Since Thoreau decamped to Walden Pond, our desire to live a solitary life has only intensified. In Cabins, published by Taschen last month, author Philip Jodidio fuels our lust with 61 case studies of back-to-basics living. There is a futuristic tiny home from Renzo Piano, designed for off-the-grid living in the event of a disaster. There are fishermen’s huts on the water in Portugal. An eco-pod that can be theoretically dropped in any location, by Barcelona architect firm In-Tenta. Shelters for writers, bird-watchers, wilderness survivalists; lightweight armchair poet-philosophers (glampers, we are talking to you).
Whether you’re building a cabin in the woods or just dreaming of one, the book offers plenty of inspiration. Get ideas for small footprints, reclaimed materials, and ways to unplug. Like a travel brochure, each chapter opens with a pastel, stylized illustration by Parisian graphic designer Marie-Laure Crushi.

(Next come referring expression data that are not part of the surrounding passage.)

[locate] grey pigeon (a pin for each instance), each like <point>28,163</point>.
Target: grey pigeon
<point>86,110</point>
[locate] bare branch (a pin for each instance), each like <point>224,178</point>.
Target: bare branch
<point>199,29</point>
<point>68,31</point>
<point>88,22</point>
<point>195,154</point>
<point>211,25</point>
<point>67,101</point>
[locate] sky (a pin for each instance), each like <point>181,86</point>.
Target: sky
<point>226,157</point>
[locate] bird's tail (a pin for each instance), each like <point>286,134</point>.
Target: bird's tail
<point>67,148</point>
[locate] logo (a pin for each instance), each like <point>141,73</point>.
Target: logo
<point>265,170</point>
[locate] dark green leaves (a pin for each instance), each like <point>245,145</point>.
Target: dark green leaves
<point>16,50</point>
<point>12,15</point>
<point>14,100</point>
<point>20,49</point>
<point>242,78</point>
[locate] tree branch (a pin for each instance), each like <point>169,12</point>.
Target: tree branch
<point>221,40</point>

Jodidio then takes the reader on a tour, with architect in tow, to discuss views, vignettes, and design principles.
Photography via Cabins.
Above: One of our favorites is an off-the-grid home in Vancouver Island from Scott & Scott Architects, intended for uninterrupted snowboarding. The structure is built on stilts to avoid machine excavation, after heavy snowfalls.

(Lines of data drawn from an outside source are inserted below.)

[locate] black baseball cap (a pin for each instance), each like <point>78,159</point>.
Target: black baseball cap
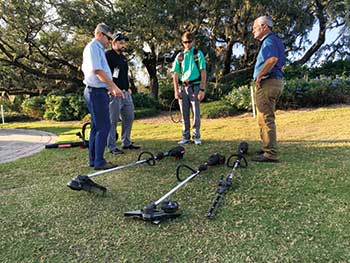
<point>118,36</point>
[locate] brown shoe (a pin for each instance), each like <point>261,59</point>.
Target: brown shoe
<point>263,159</point>
<point>106,166</point>
<point>259,152</point>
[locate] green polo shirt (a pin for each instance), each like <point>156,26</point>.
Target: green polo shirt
<point>188,69</point>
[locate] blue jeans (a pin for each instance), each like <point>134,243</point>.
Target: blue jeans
<point>189,101</point>
<point>97,101</point>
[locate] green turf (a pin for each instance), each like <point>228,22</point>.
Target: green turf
<point>294,211</point>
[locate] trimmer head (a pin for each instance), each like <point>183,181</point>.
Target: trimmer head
<point>83,182</point>
<point>169,209</point>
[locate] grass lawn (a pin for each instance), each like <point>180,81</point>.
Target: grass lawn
<point>294,211</point>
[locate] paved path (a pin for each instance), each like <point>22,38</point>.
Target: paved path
<point>18,143</point>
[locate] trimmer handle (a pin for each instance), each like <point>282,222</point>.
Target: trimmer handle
<point>151,160</point>
<point>179,167</point>
<point>215,159</point>
<point>242,148</point>
<point>177,152</point>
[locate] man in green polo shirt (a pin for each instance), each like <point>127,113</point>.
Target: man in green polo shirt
<point>189,79</point>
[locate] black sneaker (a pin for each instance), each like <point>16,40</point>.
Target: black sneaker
<point>263,159</point>
<point>106,166</point>
<point>259,152</point>
<point>116,151</point>
<point>131,147</point>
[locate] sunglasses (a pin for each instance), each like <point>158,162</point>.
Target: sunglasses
<point>107,36</point>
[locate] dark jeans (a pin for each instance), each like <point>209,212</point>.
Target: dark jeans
<point>97,101</point>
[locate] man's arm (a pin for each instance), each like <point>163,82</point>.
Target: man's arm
<point>268,65</point>
<point>202,85</point>
<point>113,89</point>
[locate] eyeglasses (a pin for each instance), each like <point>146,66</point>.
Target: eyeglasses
<point>107,36</point>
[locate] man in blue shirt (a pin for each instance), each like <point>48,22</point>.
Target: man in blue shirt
<point>98,81</point>
<point>269,85</point>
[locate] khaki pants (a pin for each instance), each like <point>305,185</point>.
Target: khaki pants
<point>266,98</point>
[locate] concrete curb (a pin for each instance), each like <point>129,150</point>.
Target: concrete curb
<point>19,143</point>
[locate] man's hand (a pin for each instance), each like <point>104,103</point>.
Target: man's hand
<point>177,94</point>
<point>201,95</point>
<point>115,91</point>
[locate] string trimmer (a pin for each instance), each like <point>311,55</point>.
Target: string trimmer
<point>84,182</point>
<point>225,185</point>
<point>170,209</point>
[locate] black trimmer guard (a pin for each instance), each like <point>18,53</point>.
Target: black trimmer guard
<point>151,214</point>
<point>83,182</point>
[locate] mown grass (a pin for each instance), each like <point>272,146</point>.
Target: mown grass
<point>294,211</point>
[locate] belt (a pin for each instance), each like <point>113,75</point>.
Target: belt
<point>272,77</point>
<point>97,88</point>
<point>189,82</point>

There is no running water or electricity (a wood stove provides heat). In the remote town of Port Hardy, the northern end of Vancouver Island, snow covers the gravel road five months of the year. Provisions arrive on site on toboggans. And if you’re wondering, there is no WiFi.
Above: Gray cedar cladding on the exterior merges harmoniously with the surrounding woods.
Above: The 100-square-meter interior has two levels, including a sauna on the ground floor, and two bedrooms and den upstairs. Walls are planed down, and in contrast to the rough-hewn Douglas fir trunks, taken from nearby. Furnishings are spartan, to make room for the view, visible through expansive windows.